French Open:So zackig wie im Badminton

Krawietz und Mies wollten ihre Chance nutzen, hatten sie felsenfest versichert zuvor, und so entschlossen waren sie gestartet. Zu Null, ohne einen Punkt abzugeben, nahmen sie Chardy/Martin das Aufschlagspiel ab. Wie aufgepumpt legten sie nach, 2:0, wieder gelang ein Break, 3:0. Ein Erfolgsmittel dabei war eine taktische Variante, die Mies bei einer Pressekonferenz so umschrieb: "Wir wollen lange Baseline-Rallyes verhindern", hatte er erklärt, "ein-, zweimal, und dann geht der Netzmann dazwischen." Der Netzmann ist der, der vorne steht, während der andere entweder etwa aufgeschlagen oder eben returniert hat. Vor allem Einzel-Spezialisten, die im Doppel ihre Gegner sind, wollen sie auf diese Art "ins Doppelspiel verwickeln". Nur, Chardy (war mal 25. im Einzel) und Martin (mit dem Mies auch befreundet ist) sind im Doppel auch firm.

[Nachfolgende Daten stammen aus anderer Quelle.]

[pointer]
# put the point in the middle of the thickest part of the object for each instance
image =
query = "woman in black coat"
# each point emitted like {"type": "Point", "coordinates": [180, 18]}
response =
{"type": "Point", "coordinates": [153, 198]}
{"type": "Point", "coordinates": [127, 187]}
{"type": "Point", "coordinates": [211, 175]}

Diese Saison gewannen sie schon zwei Titel, in Marseille und Estoril. 6:2 endete der erste Satz für Les Allemands.

Im zweiten Satz wurde es enger, die Aufschläger hielten ihre Service-Spiele. Chardy, im ersten Satz eine kleine Schwachstelle, stabilisierte sich. Krawietz und Mies blieben wuselig, immer wieder wagten sie Störmanöver, nervten am Netz. Beeindruckend ihre energetische Körpersprache. Manche Aktionen sahen so zackig wie im Badminton aus, pitsch, patsch, pitsch, und bei 5:5 gab es einen Ballwechsel, den sich Mies in einen schönen schwarzen Rahmen einrahmen und für immer an die Wand hängen sollte. Es ging spektakulär am Netz zwischen den vier Akteuren hin und her, ehe Mies den letzten Volley hinten links unerreichbar platzierte. Er riss die Arme hoch, die Zuschauer schrien auf, die deutschen vor Freude, die französischen, weil sie baff waren. 6:6, es ging in den Tie-Break.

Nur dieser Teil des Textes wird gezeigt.